Коренастый тяжеловес Костя, сложив на груди короткие руки и поджав под себя короткие ноги, все сползал со стула и все пытался на нем утвердиться. Говорил он с барственным доброжелательством (приглашен совета ради!), а сострив, поглядывал на Жанну.
— Отчего, можно и к нам. Поговорю с ребятами, раз твоя землячка тебя так… как это будет сказайт по-русски… рекомендует.
Жених смеялся, скрывая смущение, но простаком тоже не хотел показаться.
— А что у вас дают?
— Двесспядьссят. — Костя с удовлетворением поджал губы.
— У-у! — изумился жених.
— Дурных — в обрубку, — сказала Федотова категорически.
Костя не обиделся, не стал отстаивать честь профессии. Он спросил по-деловому:
— А куда тебя душа тянет, Виктор… как по батюшке?.
— Да чего там…
— Михалыч, — сказала Федотова.
— Как Полесова? — заметила Жанна.
— Якога Полесова?
— Слесарь-интеллигент, — напомнил Костя. — Кустарь без мотора.
И покосился на Жанну.
Виктор понял, что Костя шутил, осторожно засмеялся и также осторожно (а вдруг его высмеивают?) сказал:
— Я бы по дереву пошел. Немного столярничаю.
— Можно. В модельный цех. Учеником — семьдесят рублей.
— А долго — учеником?
— От тебя будет зависеть. Чертежики научиться читать, в литейной технологии разобраться — полгода ухлопаешь. Так, Антонина?
— Обязательно на завод? — спросила Тоня.
— Так он же без прописки.
— К жене всегда пропишут, — сказала Тоня.

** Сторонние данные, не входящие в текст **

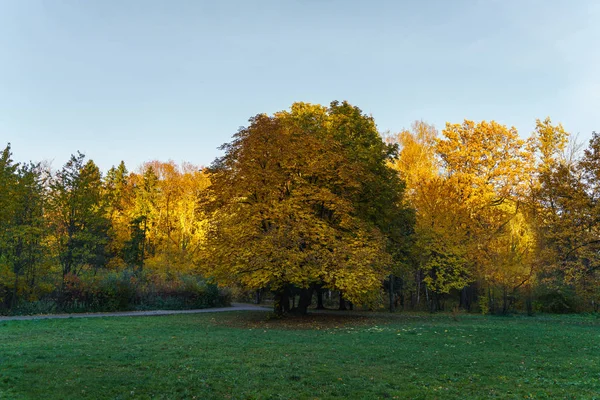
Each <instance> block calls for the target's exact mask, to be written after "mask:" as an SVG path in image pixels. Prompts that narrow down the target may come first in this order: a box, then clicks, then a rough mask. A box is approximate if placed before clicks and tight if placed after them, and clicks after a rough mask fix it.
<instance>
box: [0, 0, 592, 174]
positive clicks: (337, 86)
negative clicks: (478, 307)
mask: <svg viewBox="0 0 600 400" xmlns="http://www.w3.org/2000/svg"><path fill="white" fill-rule="evenodd" d="M599 21H600V1H597V0H504V1H502V0H479V1H477V0H464V1H461V0H437V1H435V0H425V1H417V0H410V1H409V0H405V1H401V0H390V1H384V0H373V1H364V0H357V1H351V0H237V1H227V0H223V1H217V0H211V1H202V0H189V1H184V0H169V1H168V0H161V1H155V0H88V1H80V0H47V1H40V0H0V147H4V145H5V144H6V142H11V143H12V146H13V153H14V158H15V159H16V160H18V161H26V160H30V159H31V160H34V161H41V160H49V161H52V166H53V167H54V168H60V167H61V166H62V165H63V164H64V162H65V161H66V160H67V159H68V157H69V155H70V154H71V153H74V152H76V151H77V150H80V151H82V152H83V153H85V154H86V155H87V156H88V157H89V158H92V159H94V160H95V161H96V162H97V163H98V165H99V166H100V167H101V168H102V169H103V170H104V171H106V170H107V169H108V168H109V167H110V166H111V165H113V164H117V163H118V162H119V161H120V160H124V161H125V162H126V164H127V166H128V167H129V169H130V170H134V169H136V168H137V167H138V166H139V165H140V164H141V163H142V162H144V161H148V160H152V159H159V160H163V161H166V160H168V159H172V160H174V161H176V162H181V161H188V162H192V163H195V164H200V165H208V164H210V163H211V162H212V160H213V159H214V158H215V157H216V156H217V155H219V151H218V150H217V147H218V146H219V145H220V144H222V143H224V142H227V141H229V139H230V137H231V135H232V134H234V133H235V132H236V131H237V129H238V127H239V126H241V125H245V124H246V122H247V120H248V118H249V117H251V116H253V115H255V114H258V113H263V112H266V113H272V112H275V111H278V110H281V109H285V108H288V107H289V106H290V105H291V103H292V102H294V101H306V102H313V103H321V104H328V103H329V102H330V101H331V100H334V99H338V100H348V101H350V102H351V103H353V104H355V105H357V106H359V107H360V108H362V109H363V110H364V111H365V112H367V113H369V114H372V115H373V116H374V117H375V120H376V122H377V124H378V126H379V129H380V130H381V131H386V130H391V131H393V132H395V131H399V130H401V129H402V128H404V127H408V126H410V124H411V123H412V122H413V121H414V120H416V119H424V120H426V121H428V122H430V123H434V124H435V125H436V126H437V127H438V128H442V127H443V125H444V123H445V122H446V121H450V122H461V121H462V120H463V119H464V118H468V119H474V120H482V119H487V120H489V119H495V120H497V121H499V122H501V123H504V124H508V125H514V126H516V127H517V128H518V129H519V131H520V132H521V134H522V136H528V134H529V132H530V131H531V129H532V128H533V125H534V121H535V119H536V118H544V117H546V116H551V117H552V119H553V120H554V121H556V122H562V123H563V124H564V125H565V127H566V128H567V130H569V131H571V132H573V133H580V139H583V140H586V141H587V139H588V138H589V136H590V133H591V131H593V130H596V131H598V130H600V121H599V111H600V22H599Z"/></svg>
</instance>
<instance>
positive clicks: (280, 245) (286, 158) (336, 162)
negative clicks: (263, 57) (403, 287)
mask: <svg viewBox="0 0 600 400" xmlns="http://www.w3.org/2000/svg"><path fill="white" fill-rule="evenodd" d="M223 150H224V151H225V155H224V156H223V157H221V158H219V159H217V160H216V161H215V162H214V163H213V165H212V166H211V168H210V173H211V185H210V187H209V190H208V192H207V200H206V202H205V205H206V210H207V212H208V215H209V221H210V227H211V229H210V232H209V235H208V241H207V245H206V250H207V252H206V262H205V268H206V272H207V273H208V274H209V275H211V276H213V277H215V278H216V279H217V280H218V281H219V282H222V283H228V282H229V283H233V282H239V283H241V284H243V285H244V286H245V287H247V288H252V289H258V288H264V287H269V288H271V289H272V290H273V291H274V292H275V293H276V295H277V299H278V302H276V306H275V308H276V311H278V312H281V311H283V310H284V309H285V308H286V304H285V294H286V291H287V290H288V289H289V288H290V287H292V286H294V287H296V288H299V289H300V290H301V291H302V293H304V294H305V296H303V299H304V300H303V299H301V301H300V305H299V311H300V312H306V308H307V306H308V304H309V302H310V300H309V299H310V293H312V292H311V288H313V287H315V286H322V287H326V288H330V289H336V290H341V291H343V292H344V296H345V297H346V298H347V299H348V300H350V301H354V302H361V301H366V300H368V299H369V297H370V296H372V295H373V294H374V293H376V292H378V289H379V288H380V285H381V281H382V279H383V278H384V276H385V275H387V274H388V273H389V271H390V270H391V267H392V264H393V262H394V258H393V257H392V255H391V253H390V251H389V250H390V249H391V248H392V247H393V246H391V242H396V243H398V242H400V241H401V240H402V238H403V237H405V236H406V232H408V231H410V226H406V225H407V224H409V223H410V222H409V221H410V218H409V217H408V215H409V213H408V212H407V211H406V210H405V209H404V208H403V207H402V194H403V185H402V183H401V181H400V180H399V179H398V178H397V176H396V175H395V174H394V172H393V171H392V170H390V169H389V168H388V167H387V164H386V161H387V160H388V159H389V158H390V157H391V156H392V155H393V154H394V150H395V148H394V147H393V146H389V145H386V144H385V143H384V142H383V141H382V139H381V137H380V136H379V134H378V132H377V129H376V126H375V123H374V121H373V119H372V118H371V117H368V116H365V115H364V114H363V113H362V112H361V111H360V109H358V108H356V107H353V106H351V105H350V104H348V103H346V102H344V103H338V102H333V103H331V105H330V107H328V108H327V107H323V106H319V105H310V104H305V103H295V104H294V105H292V107H291V110H289V111H282V112H279V113H276V114H275V115H273V116H267V115H264V114H260V115H257V116H256V117H254V118H252V119H251V120H250V125H249V126H248V127H246V128H242V129H240V130H239V132H238V133H237V134H236V135H235V136H234V140H233V141H232V142H231V143H228V144H226V145H224V146H223Z"/></svg>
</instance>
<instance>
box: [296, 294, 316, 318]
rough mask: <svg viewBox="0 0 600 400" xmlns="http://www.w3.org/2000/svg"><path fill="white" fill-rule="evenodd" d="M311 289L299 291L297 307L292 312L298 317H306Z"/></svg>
mask: <svg viewBox="0 0 600 400" xmlns="http://www.w3.org/2000/svg"><path fill="white" fill-rule="evenodd" d="M312 293H313V288H307V289H300V299H299V300H298V307H296V308H295V309H294V311H295V312H296V313H298V314H300V315H306V314H307V313H308V307H310V305H311V303H312Z"/></svg>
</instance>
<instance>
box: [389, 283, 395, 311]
mask: <svg viewBox="0 0 600 400" xmlns="http://www.w3.org/2000/svg"><path fill="white" fill-rule="evenodd" d="M389 292H390V312H394V311H396V303H395V302H394V274H390V286H389Z"/></svg>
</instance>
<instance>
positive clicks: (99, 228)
mask: <svg viewBox="0 0 600 400" xmlns="http://www.w3.org/2000/svg"><path fill="white" fill-rule="evenodd" d="M84 161H85V156H84V155H83V154H81V153H78V155H77V156H75V155H73V156H71V158H70V159H69V161H68V162H67V163H66V164H65V165H64V167H63V168H62V169H61V170H60V171H58V172H57V173H56V175H55V176H54V179H53V180H52V182H51V183H50V199H49V200H50V201H49V211H50V218H51V222H52V227H53V231H54V243H55V245H56V249H57V253H58V258H59V262H60V265H61V268H62V275H63V280H64V278H65V277H66V276H67V275H68V274H74V275H77V274H78V273H79V272H80V271H81V270H82V268H84V267H86V266H89V267H91V268H99V267H103V266H104V265H105V264H106V262H107V253H106V250H107V244H108V239H109V236H108V234H109V225H110V220H109V219H108V218H107V214H106V202H105V199H104V190H103V187H102V177H101V174H100V170H99V169H98V167H97V166H96V164H94V162H93V161H91V160H89V161H87V162H84Z"/></svg>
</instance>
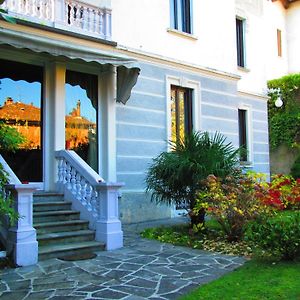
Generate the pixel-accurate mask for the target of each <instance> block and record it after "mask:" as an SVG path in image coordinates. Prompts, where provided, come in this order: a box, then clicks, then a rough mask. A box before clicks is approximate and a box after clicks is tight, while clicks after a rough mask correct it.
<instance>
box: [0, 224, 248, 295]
mask: <svg viewBox="0 0 300 300" xmlns="http://www.w3.org/2000/svg"><path fill="white" fill-rule="evenodd" d="M183 221H185V219H183V218H176V219H175V220H174V219H171V220H165V221H162V222H152V223H146V224H145V223H144V224H135V225H130V226H124V233H125V246H124V248H122V249H119V250H115V251H110V252H98V253H97V257H96V258H94V259H89V260H83V261H74V262H65V261H61V260H59V259H51V260H47V261H42V262H40V263H38V264H37V265H36V266H30V267H23V268H17V269H6V270H0V279H1V280H0V299H1V300H2V299H3V300H5V299H9V300H15V299H16V300H19V299H30V300H34V299H38V300H41V299H53V300H54V299H57V300H58V299H59V300H64V299H70V300H77V299H126V300H139V299H153V300H155V299H177V298H179V297H180V296H182V295H184V294H186V293H187V292H189V291H190V290H192V289H194V288H196V287H198V286H199V285H201V284H204V283H207V282H209V281H212V280H214V279H217V278H218V277H220V276H222V275H224V274H225V273H228V272H230V271H232V270H234V269H235V268H237V267H239V266H241V265H242V264H243V263H244V262H245V259H244V258H241V257H236V256H228V255H221V254H218V253H211V252H205V251H200V250H193V249H189V248H185V247H175V246H172V245H170V244H164V243H159V242H157V241H152V240H146V239H142V238H140V237H139V235H138V234H137V232H139V231H141V230H142V229H143V228H145V227H153V226H157V225H159V224H163V223H166V224H170V223H174V222H177V223H178V222H183ZM28 255H30V254H28Z"/></svg>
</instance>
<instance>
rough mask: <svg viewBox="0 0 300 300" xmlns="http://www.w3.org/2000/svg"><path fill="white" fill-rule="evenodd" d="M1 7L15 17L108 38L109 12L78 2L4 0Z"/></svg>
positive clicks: (38, 22) (110, 31)
mask: <svg viewBox="0 0 300 300" xmlns="http://www.w3.org/2000/svg"><path fill="white" fill-rule="evenodd" d="M0 8H2V9H6V10H7V11H8V13H9V14H11V15H12V16H14V17H16V18H22V19H28V20H29V21H31V22H36V23H42V24H44V25H47V26H52V27H57V28H61V29H65V30H68V31H73V32H78V33H82V34H86V35H90V36H95V37H100V38H103V39H107V40H110V39H111V10H110V9H108V8H100V7H97V6H93V5H90V4H87V3H84V2H81V1H77V0H6V1H4V3H3V4H2V5H0Z"/></svg>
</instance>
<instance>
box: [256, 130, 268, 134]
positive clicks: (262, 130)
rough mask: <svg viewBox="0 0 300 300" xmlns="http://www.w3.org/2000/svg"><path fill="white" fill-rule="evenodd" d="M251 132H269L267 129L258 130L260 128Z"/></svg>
mask: <svg viewBox="0 0 300 300" xmlns="http://www.w3.org/2000/svg"><path fill="white" fill-rule="evenodd" d="M253 132H258V133H267V134H269V131H267V130H260V129H254V130H253Z"/></svg>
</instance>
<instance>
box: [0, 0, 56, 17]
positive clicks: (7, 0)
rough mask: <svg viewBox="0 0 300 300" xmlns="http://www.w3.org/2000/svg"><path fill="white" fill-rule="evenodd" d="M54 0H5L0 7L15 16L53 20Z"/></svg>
mask: <svg viewBox="0 0 300 300" xmlns="http://www.w3.org/2000/svg"><path fill="white" fill-rule="evenodd" d="M54 1H55V0H12V1H10V0H6V1H4V3H3V4H2V5H1V8H3V9H6V10H7V11H8V12H9V13H11V14H13V15H15V16H16V17H22V16H23V17H24V16H27V17H30V18H37V19H39V20H42V21H54V13H53V6H54Z"/></svg>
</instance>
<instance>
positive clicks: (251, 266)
mask: <svg viewBox="0 0 300 300" xmlns="http://www.w3.org/2000/svg"><path fill="white" fill-rule="evenodd" d="M299 278H300V261H296V262H276V263H272V262H265V261H264V262H263V261H259V260H251V261H248V262H246V263H245V265H244V266H242V267H240V268H238V269H236V270H235V271H233V272H231V273H229V274H227V275H225V276H223V277H222V278H220V279H218V280H216V281H213V282H211V283H209V284H206V285H203V286H201V287H199V288H198V289H196V290H194V291H193V292H191V293H190V294H188V295H186V296H184V297H182V298H181V300H193V299H195V300H198V299H205V300H210V299H211V300H218V299H222V300H227V299H228V300H234V299H238V300H240V299H243V300H257V299H259V300H264V299H269V300H270V299H280V300H283V299H287V300H299V299H300V280H299Z"/></svg>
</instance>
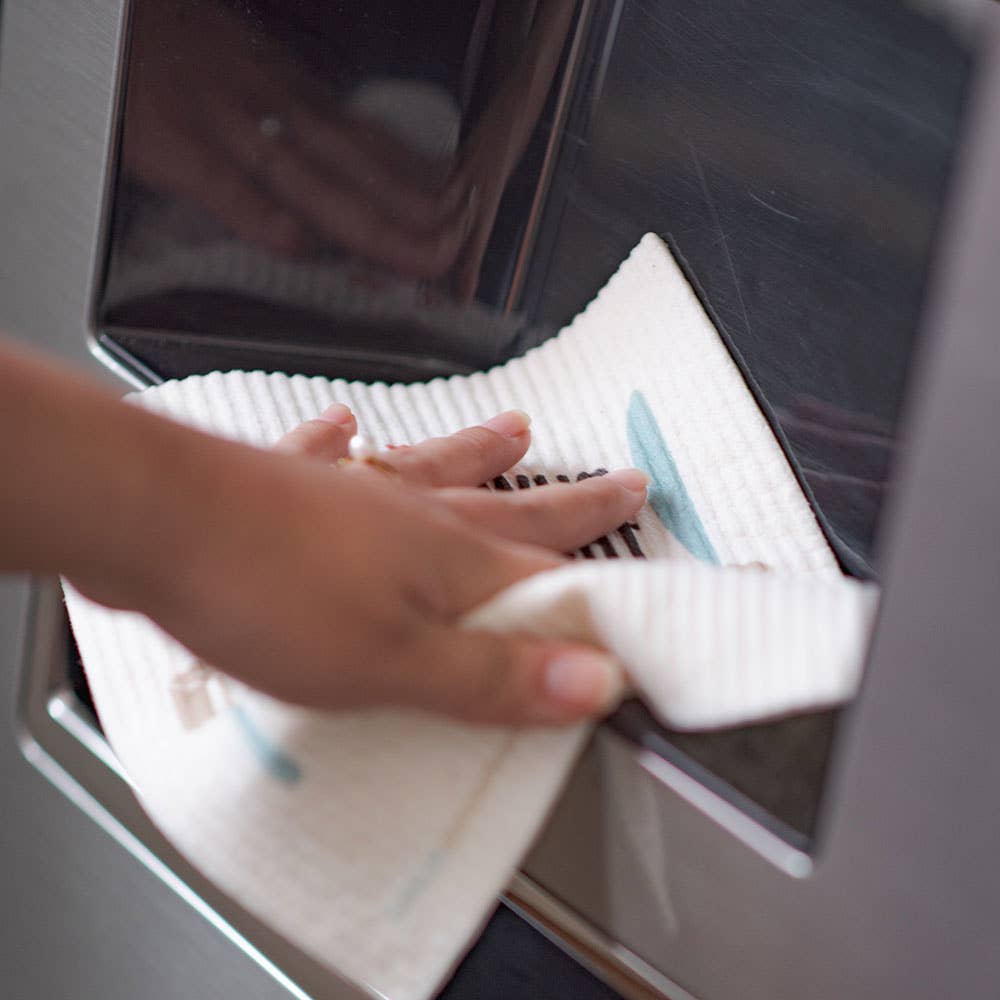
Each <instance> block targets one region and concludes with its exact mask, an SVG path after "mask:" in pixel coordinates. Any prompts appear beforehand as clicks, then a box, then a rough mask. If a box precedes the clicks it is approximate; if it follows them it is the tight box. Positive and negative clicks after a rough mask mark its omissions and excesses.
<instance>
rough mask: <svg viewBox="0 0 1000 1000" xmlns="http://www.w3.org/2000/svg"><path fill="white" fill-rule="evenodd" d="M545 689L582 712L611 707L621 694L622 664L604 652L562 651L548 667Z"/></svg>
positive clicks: (622, 678) (610, 707) (554, 658)
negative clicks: (563, 651) (597, 652)
mask: <svg viewBox="0 0 1000 1000" xmlns="http://www.w3.org/2000/svg"><path fill="white" fill-rule="evenodd" d="M545 690H546V693H547V694H548V695H549V697H550V698H551V699H552V700H553V701H556V702H559V703H560V704H562V705H565V706H567V707H571V708H575V709H578V710H579V711H580V712H581V713H583V712H586V713H596V712H607V711H610V710H611V709H612V708H613V707H614V706H615V705H616V704H617V702H618V700H619V699H620V698H621V695H622V691H623V690H624V677H623V675H622V670H621V667H620V666H619V665H618V664H617V663H616V662H615V661H614V660H613V659H612V658H611V657H610V656H605V655H603V654H601V653H596V652H594V653H591V652H587V651H583V650H581V651H574V652H567V653H561V654H559V655H557V656H556V657H555V658H554V659H552V660H550V661H549V662H548V664H547V665H546V668H545Z"/></svg>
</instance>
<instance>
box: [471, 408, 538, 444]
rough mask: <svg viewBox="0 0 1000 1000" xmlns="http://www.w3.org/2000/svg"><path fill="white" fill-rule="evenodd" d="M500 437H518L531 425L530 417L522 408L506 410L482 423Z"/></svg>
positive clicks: (520, 435)
mask: <svg viewBox="0 0 1000 1000" xmlns="http://www.w3.org/2000/svg"><path fill="white" fill-rule="evenodd" d="M483 426H484V427H488V428H489V429H490V430H491V431H495V432H496V433H497V434H499V435H500V436H501V437H520V436H521V435H522V434H524V433H525V432H526V431H527V430H528V428H529V427H530V426H531V417H529V416H528V414H527V413H525V412H524V410H508V411H507V412H506V413H500V414H498V415H497V416H495V417H490V419H489V420H487V421H485V422H484V423H483Z"/></svg>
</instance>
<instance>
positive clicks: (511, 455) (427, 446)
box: [383, 410, 531, 486]
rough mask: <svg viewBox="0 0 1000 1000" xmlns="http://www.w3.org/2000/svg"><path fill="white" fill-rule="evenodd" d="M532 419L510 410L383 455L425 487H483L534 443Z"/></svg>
mask: <svg viewBox="0 0 1000 1000" xmlns="http://www.w3.org/2000/svg"><path fill="white" fill-rule="evenodd" d="M530 426H531V418H530V417H529V416H528V415H527V414H526V413H522V412H521V411H520V410H508V411H507V412H506V413H501V414H499V415H498V416H496V417H493V418H492V419H491V420H487V421H486V423H484V424H481V425H480V426H479V427H467V428H465V430H461V431H459V432H458V433H457V434H451V435H449V436H448V437H441V438H431V439H430V440H428V441H422V442H421V443H420V444H417V445H410V446H406V447H402V448H394V449H393V450H392V451H390V452H389V453H388V454H387V455H385V456H383V457H384V458H385V459H386V460H387V461H388V463H389V464H390V465H392V466H393V467H394V468H395V469H397V470H398V471H399V473H400V474H401V475H402V476H403V477H404V478H405V479H406V480H407V481H408V482H413V483H419V484H421V485H424V486H479V485H480V484H482V483H485V482H487V481H488V480H490V479H493V478H494V477H495V476H499V475H500V474H501V473H503V472H506V471H507V469H509V468H510V467H511V466H512V465H514V464H515V463H516V462H518V461H519V460H520V459H521V458H522V456H523V455H524V453H525V452H526V451H527V450H528V445H529V444H530V443H531V432H530Z"/></svg>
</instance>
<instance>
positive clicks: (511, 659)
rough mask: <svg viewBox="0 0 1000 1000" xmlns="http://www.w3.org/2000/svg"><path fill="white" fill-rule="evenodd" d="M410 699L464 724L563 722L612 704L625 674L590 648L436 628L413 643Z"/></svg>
mask: <svg viewBox="0 0 1000 1000" xmlns="http://www.w3.org/2000/svg"><path fill="white" fill-rule="evenodd" d="M414 653H415V656H416V659H417V660H418V662H419V664H420V667H419V669H418V670H415V671H414V672H413V674H412V676H413V678H414V681H415V683H414V685H413V689H411V695H412V701H413V702H414V703H416V704H418V705H419V706H421V707H423V708H426V709H429V710H431V711H437V712H444V713H446V714H448V715H452V716H455V717H456V718H459V719H464V720H466V721H469V722H485V723H498V724H507V725H539V724H565V723H570V722H577V721H579V720H582V719H586V718H591V717H594V716H598V715H605V714H607V713H608V712H610V711H612V710H613V709H614V708H615V707H617V705H618V702H619V701H620V700H621V697H622V694H623V693H624V690H625V680H624V677H625V675H624V671H623V669H622V667H621V665H620V664H619V663H618V662H617V661H616V660H615V659H614V658H613V657H612V656H610V655H608V654H607V653H604V652H601V651H600V650H597V649H594V648H592V647H589V646H582V645H579V644H571V643H566V642H561V641H554V640H547V639H538V638H533V637H527V636H516V635H513V636H512V635H493V634H491V633H488V632H462V631H459V630H458V629H457V628H440V629H435V630H434V631H433V632H432V633H431V635H430V637H429V639H428V640H427V641H426V642H424V643H422V644H415V648H414Z"/></svg>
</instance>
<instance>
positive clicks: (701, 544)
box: [627, 390, 719, 566]
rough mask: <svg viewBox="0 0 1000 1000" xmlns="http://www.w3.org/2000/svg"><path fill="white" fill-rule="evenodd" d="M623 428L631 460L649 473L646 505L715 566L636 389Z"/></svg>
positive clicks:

Федотова зарделась, а ненаблюдательный Костя сказал:
— Виктор Михайлович холостяк-с. Хотя все в наших силах. Можно найти ему с жилплощадью «к поцелуям зовущую, всю такую воздушную». — И опять поглядел на Жанну.
Она сидела на подоконнике безучастная к разговору и смотрела на улицу.
Виктор и Федотова смущенно улыбнулись друг другу, и Тоня позавидовала Федотовой. Вот ведь он любит ее. И слушает, полагается на нее во всем. Наверно, у себя в деревне она совсем не такая, как в цехе.